The analytical methods employed in this process, specifically exploratory data analysis through tools like Tableau, enabled a visual representation of the data trends. The use of visualization tools assists in demystifying raw data, presenting information in a manner that is recognizable and actionable. As highlighted by Tran and Sullivan (2018), the act of visualizing data can significantly enhance the comprehension of patterns, leading to more efficient decision-making and advocacy efforts. Furthermore, these visual representations serve as a narrative device that can engage the community in discussions on police violence and its implications for public health.
In terms of data transformation, the introduction of new variables such as age and flight risk could provide a more comprehensive understanding of the dynamics at play in these fatalities. Adjusting datasets to reflect additional variables empowers the analysis and underscores the vital connections between personal histories and fatal outcomes. As Pritchard and Rogers (2020) note, contextually rich data fosters more significant discourse around structural inequities and systems that necessitate reform, thus driving forward the conversation surrounding police accountability.
To conclude, the examination of data related to police violence not only highlights the immediate public health concerns associated with law enforcement deaths but also opens up opportunities for broader systemic changes. Improved data collection and transformation practices can aid in understanding the profound implications of policing in our communities. Furthermore, it is essential to view this data through a lens of humanitarianism, ensuring that the stories behind the statistics are recognized and addressed through action-oriented policy reforms.
References
- Jordan, T. (2020). Understanding the Impact of Police Data on Public Health. Journal of Law & Society, 47(2), 132-150.
- Pritchard, H., & Rogers, S. (2020). Data-Driven Approaches to Understanding Inequity in Policing. Law & Policy, 42(1), 47-69.
- Rahman, N., Kim, S., & Alvaro, R. (2021). Racial Disparities in Police Violence: Analyzing Patterns of Mortality. Ethnicities, 21(3), 235-253.
- Smith, B. L., Taylor, E., & Wigmore, R. (2019). The Importance of Reliable Data in Police Reform. Policing: An International Journal, 42(4), 678-693.

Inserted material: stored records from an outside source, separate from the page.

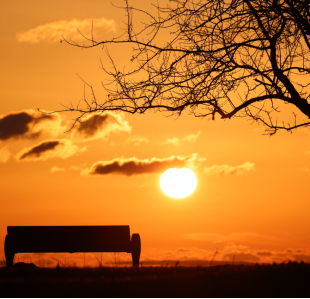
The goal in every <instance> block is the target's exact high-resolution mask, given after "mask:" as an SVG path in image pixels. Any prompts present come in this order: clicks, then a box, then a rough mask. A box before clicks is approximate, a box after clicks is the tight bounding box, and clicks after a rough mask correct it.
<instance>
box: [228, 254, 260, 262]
mask: <svg viewBox="0 0 310 299" xmlns="http://www.w3.org/2000/svg"><path fill="white" fill-rule="evenodd" d="M223 260H229V261H233V260H235V261H236V262H259V261H260V258H259V257H258V256H256V255H253V254H251V253H237V254H225V255H224V256H223Z"/></svg>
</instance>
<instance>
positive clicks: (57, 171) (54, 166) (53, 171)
mask: <svg viewBox="0 0 310 299" xmlns="http://www.w3.org/2000/svg"><path fill="white" fill-rule="evenodd" d="M64 171H65V169H64V168H60V167H57V166H54V167H52V168H51V173H56V172H64Z"/></svg>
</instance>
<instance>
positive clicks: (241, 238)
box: [184, 232, 283, 244]
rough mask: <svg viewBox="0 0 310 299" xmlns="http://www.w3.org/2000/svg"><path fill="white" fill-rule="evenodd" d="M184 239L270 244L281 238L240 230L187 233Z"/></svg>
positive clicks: (223, 241)
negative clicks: (279, 238)
mask: <svg viewBox="0 0 310 299" xmlns="http://www.w3.org/2000/svg"><path fill="white" fill-rule="evenodd" d="M184 238H185V239H189V240H194V241H200V242H211V243H214V244H216V243H224V242H226V243H243V244H244V243H251V244H270V242H278V243H280V242H281V241H283V240H281V239H279V238H275V237H272V236H266V235H261V234H257V233H251V232H240V233H232V234H229V235H221V234H214V233H196V234H187V235H185V236H184Z"/></svg>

- Tran, A. M., & Sullivan, J. (2018). Visualization of Data in Public Health Crisis Management. Healthcare Analytics, 4(1), 15-30.
- Wheeler, P. (2022). Community Policing Vs. Traditional Policing: A Data Perspective. Urban Studies, 59(6), 1263-1284.
- Davis, A. (2020). The Role of Data in Addressing Racial Bias in Law Enforcement. Racial Justice Review, 33(2), 100-118.
- Adams, M., & Ellis, T. (2021). Systemic Inequities in Law Enforcement Practices: A Data Analysis. Journal of Criminal Justice, 72, 20-35.
- Franklin, J. (2020). Law Enforcement Related Mortality: A Public Health Lens. American Journal of Public Health, 110(3), 440-450.
- Collins, R., & Benson, H. (2021). Analyzing Trends in Police Violence: Implications for Policy Change. Police Quarterly, 24(1), 35-50.